J’ai toujours été très attaché aux valeurs démocratiques et à la liberté d’expression et d’association. Jamais je n’ai été tenté d’obtenir une position de pouvoir que j’aurais pu facilement obtenir. J’avais choisi d’être un témoin de mon époque et un intellectuel engagé pour la démocratie et la justice sociale.

Moi qui avais vu en 1969, tel ministre naguère tout puissant, désigné à la vindicte populaire, arrêté et traduit en justice sans qu’âme ne bouge, qui ai rédigé l’unique pétition qui dénonce la politique du bouc émissaire au lieu d’ouvrir un débat national notamment sur les mécanismes de prise de décision sur les grands choix nationaux. Cette pétition n’a recueilli que 49 signatures ! Dois-je faire remarquer que je n’étais pas un adepte du socialisme destourien et cet acte témoignait plutôt d’une indignation éthique.

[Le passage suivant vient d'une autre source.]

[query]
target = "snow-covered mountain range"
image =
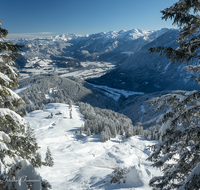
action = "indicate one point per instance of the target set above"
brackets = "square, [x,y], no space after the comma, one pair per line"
[111,46]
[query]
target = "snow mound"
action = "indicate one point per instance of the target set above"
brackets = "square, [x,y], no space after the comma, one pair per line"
[137,176]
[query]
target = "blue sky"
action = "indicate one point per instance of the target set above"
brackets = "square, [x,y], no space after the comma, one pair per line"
[39,18]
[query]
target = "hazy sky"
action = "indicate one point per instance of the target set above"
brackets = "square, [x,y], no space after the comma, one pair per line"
[37,18]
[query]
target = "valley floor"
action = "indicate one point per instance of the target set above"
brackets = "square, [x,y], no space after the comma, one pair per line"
[82,162]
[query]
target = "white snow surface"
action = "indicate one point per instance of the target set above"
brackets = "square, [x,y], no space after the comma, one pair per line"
[82,162]
[116,93]
[22,89]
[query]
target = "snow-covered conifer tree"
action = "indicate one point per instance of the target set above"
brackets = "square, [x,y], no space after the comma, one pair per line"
[49,159]
[178,154]
[18,152]
[88,132]
[70,113]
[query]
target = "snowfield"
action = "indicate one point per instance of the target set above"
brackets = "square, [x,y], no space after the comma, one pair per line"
[82,162]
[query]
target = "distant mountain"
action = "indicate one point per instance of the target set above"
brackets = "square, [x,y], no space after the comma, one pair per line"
[113,46]
[145,72]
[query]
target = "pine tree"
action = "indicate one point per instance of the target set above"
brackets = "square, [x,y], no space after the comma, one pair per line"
[49,159]
[70,114]
[88,132]
[180,130]
[18,145]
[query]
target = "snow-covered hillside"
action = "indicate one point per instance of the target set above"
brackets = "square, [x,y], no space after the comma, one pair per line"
[83,162]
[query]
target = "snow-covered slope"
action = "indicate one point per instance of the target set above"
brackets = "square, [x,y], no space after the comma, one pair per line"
[83,162]
[145,72]
[113,46]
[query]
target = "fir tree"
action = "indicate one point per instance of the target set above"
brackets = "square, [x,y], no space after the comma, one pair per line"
[180,129]
[70,114]
[18,144]
[49,159]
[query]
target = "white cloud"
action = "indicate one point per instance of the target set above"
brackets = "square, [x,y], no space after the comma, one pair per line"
[28,35]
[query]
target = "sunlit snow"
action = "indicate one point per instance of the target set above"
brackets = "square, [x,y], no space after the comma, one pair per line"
[83,162]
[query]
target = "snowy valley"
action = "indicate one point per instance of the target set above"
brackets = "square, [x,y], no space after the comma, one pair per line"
[84,162]
[88,100]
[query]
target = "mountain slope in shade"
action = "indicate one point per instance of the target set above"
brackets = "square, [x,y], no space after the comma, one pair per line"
[145,72]
[83,162]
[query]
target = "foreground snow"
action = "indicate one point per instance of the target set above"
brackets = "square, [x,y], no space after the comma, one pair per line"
[83,162]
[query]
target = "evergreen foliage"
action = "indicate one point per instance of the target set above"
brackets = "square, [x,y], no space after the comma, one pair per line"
[17,141]
[108,123]
[49,159]
[178,153]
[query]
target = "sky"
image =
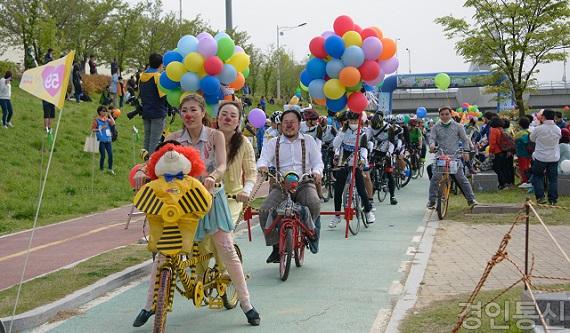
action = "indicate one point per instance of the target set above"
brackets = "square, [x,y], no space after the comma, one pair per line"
[409,21]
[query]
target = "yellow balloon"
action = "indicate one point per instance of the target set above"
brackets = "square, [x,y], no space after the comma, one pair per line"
[240,61]
[352,38]
[194,62]
[175,70]
[333,89]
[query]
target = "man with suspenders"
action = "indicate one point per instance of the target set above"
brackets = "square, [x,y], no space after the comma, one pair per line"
[291,151]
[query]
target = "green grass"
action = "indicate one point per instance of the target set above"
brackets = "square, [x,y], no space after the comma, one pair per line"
[56,285]
[458,208]
[68,190]
[441,316]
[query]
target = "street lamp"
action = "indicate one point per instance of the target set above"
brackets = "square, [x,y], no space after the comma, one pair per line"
[409,60]
[280,31]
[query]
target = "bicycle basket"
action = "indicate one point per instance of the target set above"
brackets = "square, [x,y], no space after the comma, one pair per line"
[446,165]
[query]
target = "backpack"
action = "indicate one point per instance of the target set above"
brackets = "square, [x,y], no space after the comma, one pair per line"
[507,143]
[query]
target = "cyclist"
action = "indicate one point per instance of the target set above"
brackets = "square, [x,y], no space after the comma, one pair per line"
[345,147]
[447,134]
[382,136]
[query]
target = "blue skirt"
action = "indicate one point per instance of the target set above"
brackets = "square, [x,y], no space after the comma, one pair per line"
[219,217]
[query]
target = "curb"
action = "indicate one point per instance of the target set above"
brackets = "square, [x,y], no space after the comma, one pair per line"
[45,313]
[409,295]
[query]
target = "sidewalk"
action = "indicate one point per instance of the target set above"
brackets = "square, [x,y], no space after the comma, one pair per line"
[461,251]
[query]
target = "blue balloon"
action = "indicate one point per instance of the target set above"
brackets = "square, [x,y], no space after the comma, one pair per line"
[316,88]
[334,45]
[171,56]
[210,85]
[168,83]
[336,104]
[421,112]
[353,56]
[187,44]
[316,68]
[228,74]
[333,68]
[305,78]
[190,82]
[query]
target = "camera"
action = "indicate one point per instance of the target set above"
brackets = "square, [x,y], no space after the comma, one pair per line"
[134,101]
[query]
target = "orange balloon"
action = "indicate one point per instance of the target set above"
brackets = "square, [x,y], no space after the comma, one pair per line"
[238,83]
[389,49]
[378,32]
[349,76]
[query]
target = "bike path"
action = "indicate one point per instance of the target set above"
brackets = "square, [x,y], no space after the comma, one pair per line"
[341,289]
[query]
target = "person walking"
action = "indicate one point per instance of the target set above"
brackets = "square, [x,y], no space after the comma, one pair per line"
[545,158]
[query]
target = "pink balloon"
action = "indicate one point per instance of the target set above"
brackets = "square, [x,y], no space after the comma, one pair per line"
[257,118]
[207,47]
[372,48]
[389,66]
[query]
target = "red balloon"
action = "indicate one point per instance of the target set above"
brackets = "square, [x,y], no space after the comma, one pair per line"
[317,47]
[369,70]
[357,102]
[368,32]
[343,24]
[213,65]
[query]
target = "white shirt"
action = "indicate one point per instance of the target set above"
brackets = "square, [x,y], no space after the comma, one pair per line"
[290,155]
[546,137]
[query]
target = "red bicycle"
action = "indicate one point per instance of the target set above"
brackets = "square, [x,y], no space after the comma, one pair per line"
[294,236]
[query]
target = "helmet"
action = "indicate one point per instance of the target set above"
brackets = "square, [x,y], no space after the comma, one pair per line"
[310,114]
[276,117]
[377,120]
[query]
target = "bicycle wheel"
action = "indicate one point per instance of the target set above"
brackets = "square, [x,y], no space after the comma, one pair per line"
[443,197]
[162,299]
[230,297]
[286,254]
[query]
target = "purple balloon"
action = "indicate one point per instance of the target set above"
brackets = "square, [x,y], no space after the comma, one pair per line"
[372,48]
[207,47]
[203,35]
[257,118]
[389,66]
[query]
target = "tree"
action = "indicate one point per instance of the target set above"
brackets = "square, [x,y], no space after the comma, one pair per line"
[513,37]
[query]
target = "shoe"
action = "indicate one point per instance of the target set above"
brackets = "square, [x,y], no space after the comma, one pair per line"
[142,318]
[371,217]
[334,222]
[274,256]
[253,317]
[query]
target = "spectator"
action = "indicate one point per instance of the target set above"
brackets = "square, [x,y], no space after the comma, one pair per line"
[545,158]
[92,65]
[524,151]
[564,147]
[153,103]
[5,96]
[559,120]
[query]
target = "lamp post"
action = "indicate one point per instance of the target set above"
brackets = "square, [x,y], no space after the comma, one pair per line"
[409,60]
[280,31]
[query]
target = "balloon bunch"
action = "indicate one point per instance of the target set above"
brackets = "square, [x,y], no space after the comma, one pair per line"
[342,61]
[204,64]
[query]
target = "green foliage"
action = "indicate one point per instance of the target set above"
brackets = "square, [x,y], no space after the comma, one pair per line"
[513,37]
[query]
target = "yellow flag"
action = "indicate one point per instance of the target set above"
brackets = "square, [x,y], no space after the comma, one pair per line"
[49,82]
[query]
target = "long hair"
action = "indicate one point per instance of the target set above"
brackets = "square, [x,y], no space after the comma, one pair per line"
[237,138]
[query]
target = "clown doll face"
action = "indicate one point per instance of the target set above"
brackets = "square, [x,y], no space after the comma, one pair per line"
[192,114]
[228,118]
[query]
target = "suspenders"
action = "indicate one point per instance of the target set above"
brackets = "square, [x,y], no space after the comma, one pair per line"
[303,152]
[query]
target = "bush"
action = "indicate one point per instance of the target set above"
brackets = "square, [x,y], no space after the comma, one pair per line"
[95,83]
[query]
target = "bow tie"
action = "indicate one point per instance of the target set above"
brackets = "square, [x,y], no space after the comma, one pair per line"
[170,177]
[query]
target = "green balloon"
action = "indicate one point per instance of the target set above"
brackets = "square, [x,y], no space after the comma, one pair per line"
[442,81]
[173,97]
[226,48]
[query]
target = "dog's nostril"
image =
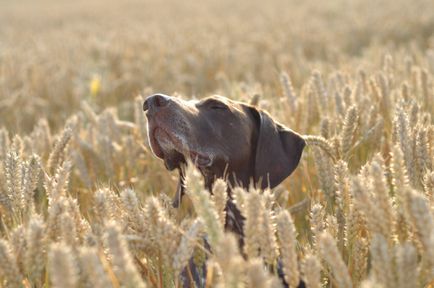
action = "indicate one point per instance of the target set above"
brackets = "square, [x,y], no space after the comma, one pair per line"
[155,101]
[161,100]
[145,105]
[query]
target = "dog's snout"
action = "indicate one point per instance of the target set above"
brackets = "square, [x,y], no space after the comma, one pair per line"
[156,101]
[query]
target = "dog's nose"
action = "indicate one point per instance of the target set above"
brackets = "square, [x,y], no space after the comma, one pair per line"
[156,101]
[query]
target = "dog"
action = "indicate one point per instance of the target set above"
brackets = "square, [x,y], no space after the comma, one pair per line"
[224,139]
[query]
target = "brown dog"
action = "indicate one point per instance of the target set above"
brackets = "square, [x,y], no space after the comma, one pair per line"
[224,138]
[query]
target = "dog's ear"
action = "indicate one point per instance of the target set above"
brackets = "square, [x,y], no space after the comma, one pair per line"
[278,151]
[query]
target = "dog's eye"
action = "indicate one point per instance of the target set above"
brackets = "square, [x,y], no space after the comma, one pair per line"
[219,106]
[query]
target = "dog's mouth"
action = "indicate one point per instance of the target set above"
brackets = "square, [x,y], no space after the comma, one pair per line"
[173,149]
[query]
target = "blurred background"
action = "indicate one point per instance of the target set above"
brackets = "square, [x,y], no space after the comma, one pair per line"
[56,54]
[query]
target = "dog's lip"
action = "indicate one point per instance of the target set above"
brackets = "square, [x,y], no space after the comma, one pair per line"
[200,160]
[196,157]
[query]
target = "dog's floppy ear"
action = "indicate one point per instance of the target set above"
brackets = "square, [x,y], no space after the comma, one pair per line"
[278,151]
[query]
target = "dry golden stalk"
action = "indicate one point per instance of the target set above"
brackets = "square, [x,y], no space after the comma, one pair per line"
[317,222]
[62,268]
[321,142]
[253,225]
[203,205]
[347,134]
[230,262]
[56,185]
[311,271]
[186,246]
[406,266]
[382,266]
[220,198]
[287,239]
[121,259]
[419,213]
[8,266]
[329,252]
[31,179]
[288,89]
[35,253]
[256,276]
[93,268]
[58,153]
[325,175]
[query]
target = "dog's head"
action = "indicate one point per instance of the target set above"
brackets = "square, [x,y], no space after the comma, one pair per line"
[224,138]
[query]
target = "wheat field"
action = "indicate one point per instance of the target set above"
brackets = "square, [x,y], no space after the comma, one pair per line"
[84,203]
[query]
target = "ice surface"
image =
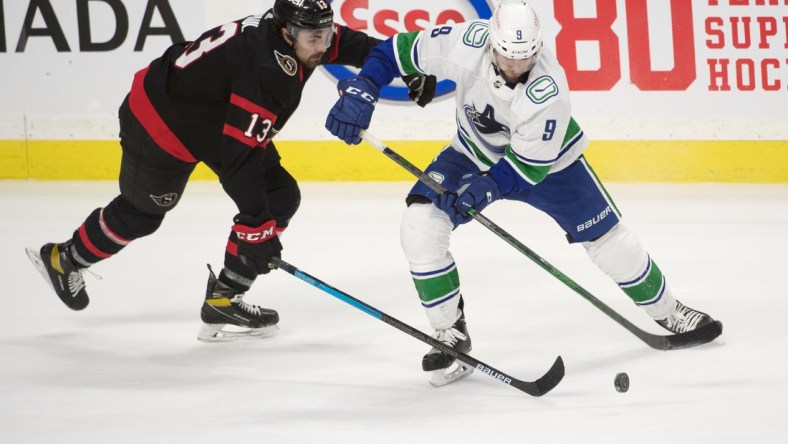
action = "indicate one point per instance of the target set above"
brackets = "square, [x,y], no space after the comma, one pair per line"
[129,369]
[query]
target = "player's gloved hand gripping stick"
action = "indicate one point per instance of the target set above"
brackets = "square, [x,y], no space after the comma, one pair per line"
[691,338]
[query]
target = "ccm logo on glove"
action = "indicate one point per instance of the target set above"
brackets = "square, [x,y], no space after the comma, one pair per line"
[357,92]
[255,235]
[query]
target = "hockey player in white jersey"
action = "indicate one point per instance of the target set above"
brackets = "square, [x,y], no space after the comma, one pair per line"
[516,140]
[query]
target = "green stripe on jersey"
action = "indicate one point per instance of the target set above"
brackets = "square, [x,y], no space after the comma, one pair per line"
[437,287]
[648,288]
[572,130]
[404,49]
[534,173]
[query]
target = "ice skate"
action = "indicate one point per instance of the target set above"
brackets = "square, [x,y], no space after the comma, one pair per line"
[61,273]
[227,317]
[444,369]
[684,319]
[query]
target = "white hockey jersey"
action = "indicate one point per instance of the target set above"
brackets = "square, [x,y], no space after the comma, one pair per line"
[529,126]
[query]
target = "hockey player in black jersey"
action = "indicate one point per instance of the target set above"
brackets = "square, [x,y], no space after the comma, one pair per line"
[219,100]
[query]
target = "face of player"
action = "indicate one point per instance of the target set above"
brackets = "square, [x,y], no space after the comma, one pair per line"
[311,44]
[512,69]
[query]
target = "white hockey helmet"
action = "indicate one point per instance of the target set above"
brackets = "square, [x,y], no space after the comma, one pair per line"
[515,32]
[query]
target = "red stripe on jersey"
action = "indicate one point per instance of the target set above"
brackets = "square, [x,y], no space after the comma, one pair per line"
[239,135]
[154,125]
[253,108]
[232,248]
[335,47]
[83,236]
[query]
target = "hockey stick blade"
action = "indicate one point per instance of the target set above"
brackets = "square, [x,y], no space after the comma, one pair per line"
[534,388]
[693,338]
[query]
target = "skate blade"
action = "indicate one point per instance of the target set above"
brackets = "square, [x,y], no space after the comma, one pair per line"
[216,333]
[456,371]
[35,258]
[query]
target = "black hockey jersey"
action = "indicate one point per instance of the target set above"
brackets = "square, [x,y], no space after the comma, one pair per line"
[221,98]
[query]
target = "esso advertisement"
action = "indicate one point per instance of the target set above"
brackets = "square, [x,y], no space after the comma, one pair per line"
[384,18]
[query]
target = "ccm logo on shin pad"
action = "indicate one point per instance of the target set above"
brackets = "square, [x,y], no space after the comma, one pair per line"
[255,235]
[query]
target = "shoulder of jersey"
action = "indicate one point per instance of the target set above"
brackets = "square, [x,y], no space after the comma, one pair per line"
[273,54]
[470,41]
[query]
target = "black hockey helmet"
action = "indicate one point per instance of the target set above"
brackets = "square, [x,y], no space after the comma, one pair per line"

Moi qui ai vécu l’enchaînement des faits qui a conduit au 26 janvier 1978 et qui ai vu l’arrestation de la direction syndicale et le démantèlement de l’UGTT ; qui ai vécu de nouveau en 1984 la  prise d’assaut des locaux de l’UGTT par des milices organisées au vu et au su de tous sans que nous ayions été en mesure de faire signer une simple pétition d’indignation ; j’ai considéré, le 7 novembre 1987 qu’il y avait une opportunité à saisir pour rompre définitivement avec la culture et la pratique du parti unique, sans me faire d’illusions et tout en sachant qu’il serait dur de gagner le pari.

J’ai personnellement toujours plaidé la cause de la séparation de l’Etat et de l’administration d’une part  et du parti  d’autre part. Pour le bien de l’Etat. Pour le bien de l’Administration. Pour le bien du parti aussi. Pour le bien de la Tunisie et des tunisiens surtout. C’est une mesure de salubrité publique.

Mais enfin nous voici aujourd’hui à l’orée d’une nouvelle ère historique riche en promesses et en espérances. La Tunisie passera peut être par une période de turbulences. Mais j’ai l’intime conviction que la Tunisie arrivera à bon port, «avec toutes ses potentialités».